Eimeth met her eyes, finding no shame in them, only confidence and, curiously enough, a sense of relief. "You could say that," she said, gritting her teeth as Mirel bound the splint tightly around her swollen arm.

"Years and years ago the sendings of your House presented me with a book. A curious, old, deadly book." Mirel paused and looked at the shadows of the woods and the clouds overhead. "It told me of Mordicants and Shadow Hands and Gore Crows, all sorts of Dead things, and what to do in between. I read it, cover to cover, and the day I left the sendings took it away again. I must have been, oh, eleven or twelve. I only visited your house two times after that, never when you were there, but every time the sendings gave me the Book of the Dead to read. Every time I read it front to back and every time the Book was different." Finding a spare shirt in one of the packs, Mirel ripped it apart and tied the pieces into a sling.

"This morning the sendings presented me with bells and the surcoat of the Abhorsen," the girl continued. She pulled the gray cloak off, revealing the blue silk and silver keys below. Across her chest a bandolier of bells lay; it was not the light, tan leather of Eimeth's or the rich brown of Adiel's. Instead, Mirel's bandolier was deep, dark black, sewn with silver threads, the bell cases buckled with shining silver buttons. Eimeth knew it as well as she knew her own: it was her grandfather's bandolier, set aside these many years. She had been saving it for her own daughter and could not bear giving it to Adiel, crafting instead a brand-new bandolier and set of bells for his use.

To see it now, across the shoulders of her niece who so resembled Tallie--it was more than Eimeth could bear. Tears spilled down her cheeks. Mirel's own eyes widened. "I am sorry," she said. "I expected that you would name me Abhorsen-in-Waiting because Grandmother always said the sendings knew the next Abhorsen. She--I don't think she knew--I don't think anyone knew--that they had been giving me the Book to read."

"And I expected it to be Tallie," said Eimeth numbly, voice thick with grief. "Talis always said they Saw Tallie as the Abhorsen-in-Waiting... And then she died and the Clayrs Saw Adiel..."

Mirel shook her head. "I know. But you have said it yourself," she whispered. "The resemblance between us is uncanny. Could it not be that the Clayr Saw me?"

Eimeth closed her eyes and leaned back against the rough tree-bark, sighing for a long moment before opening them again. "Why would they then See Adiel?"

"Because the necromancer--this Kerrigor--wanted him in place as Abhorsen," said Mirel. She clasped Eimeth's good hand in her own, gently pulling her aunt to her feet. "Because if he can stop the visions of the Clayr he might be able to control them as well. The sendings know. They always know. Did they present Adiel with bells and a surcoat?"

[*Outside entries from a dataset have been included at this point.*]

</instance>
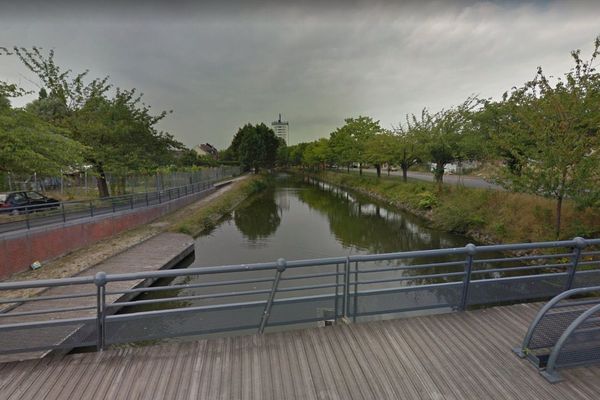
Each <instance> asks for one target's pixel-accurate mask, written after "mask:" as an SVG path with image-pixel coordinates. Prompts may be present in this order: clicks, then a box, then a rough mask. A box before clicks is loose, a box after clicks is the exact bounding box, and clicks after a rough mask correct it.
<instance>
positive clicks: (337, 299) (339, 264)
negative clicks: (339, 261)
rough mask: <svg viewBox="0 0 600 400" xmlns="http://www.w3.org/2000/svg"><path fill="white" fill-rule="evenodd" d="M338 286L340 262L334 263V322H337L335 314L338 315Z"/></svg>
mask: <svg viewBox="0 0 600 400" xmlns="http://www.w3.org/2000/svg"><path fill="white" fill-rule="evenodd" d="M339 286H340V264H335V300H334V307H335V311H334V313H333V319H334V321H335V322H337V316H338V311H337V309H338V304H339V298H338V297H339V290H338V287H339Z"/></svg>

Eimeth remembered back to his assignation of Abhorsen-in-Waiting and said, "No. I did that, in the Royal Palace, when he was appointed."

Mirel's voice was bitter. "The sendings always know--but the Abhorsen herself does not." She looked up at the sky and then down at the map. "We have a good two days' journey to Belisaere. Are you up to it?"

"I am sorry, Mirel," whispered Eimeth. "I did not know."

The girl's face only hardened, but she sighed and took out the glass shard of the Mirror of Dyrim. "I know. I think this plan has been in place for much longer than we believed. You cannot blame yourself, when so many things called you away from home and family." Shouldering both packs, the glass shard clutched in her hand, she set off northwards without another word.

Stunned at this similarity of opinion between Mirel and Eimeth's own mother, the Abhorsen did not respond. She followed the girl, trying to ignore the dull, throbbing ache of her arm, as they trekked out of the forests and northwards towards Belisaere, towards Kerrigor and Death.